Yet here is Dahlberg’s own account, written just five years after he claims he was hired by Chilton – sending all of us back to the drawing board to see if this account could be verified.  Trevis Young pulled out his copy of the revered book on the subject, Parker Vacumatic by Geoffrey Parker, David Shepherd and Dan Zazove, and he reports there is no mention of a Chilton connection, even though several pages in the book are dedicated to Dahlberg.

Then Brian McQueen found something he hadn’t noticed before in Dahlberg’s agreement with Parker, which appears to confirm the 1934 news piece.  He sent me this screenshot:


In section 6, Dahlberg is warranting his title to his patent application for what would become the Vacumatic “. . . said Dahlberg representing that his only previous transaction affecting rights under or titles to any of said present inventions consists of a certain ‘license agreement’ dated August 22, 1929, between him and The Chilton Pen Company, and the ‘cancellation and general release’ dated September 20, 1930 cancelling the same . . ..”

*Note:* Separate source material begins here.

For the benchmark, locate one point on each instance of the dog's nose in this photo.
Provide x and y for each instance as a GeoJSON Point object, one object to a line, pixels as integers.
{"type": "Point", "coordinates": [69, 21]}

So the 1934 account is essentially correct:  Dahlberg didn’t technically “sell” his patents, he sold Chilton the rights to use them.  Dahlberg “got them back” by convincing Chilton to release those rights so that he could sell them to someone else - and it was Parker which ultimately turned his invention, with several improvements, into the Vacumatic.

This account fits perfectly into what we know about Chilton’s history, as well.  From yesterday’s article, we know there was a noticeable lull in official company advertising after June, 1929; Chilton’s license was signed on August 22, 1929, just before – or while – the company moved to Long Island City.  The license was canceled on September 20, 1930, and Chilton ads for new colors and bulbous tops began in October, 1930.  Chilton either decided to go in a different direction or couldn't afford to refine Dahlberg's design and produce it.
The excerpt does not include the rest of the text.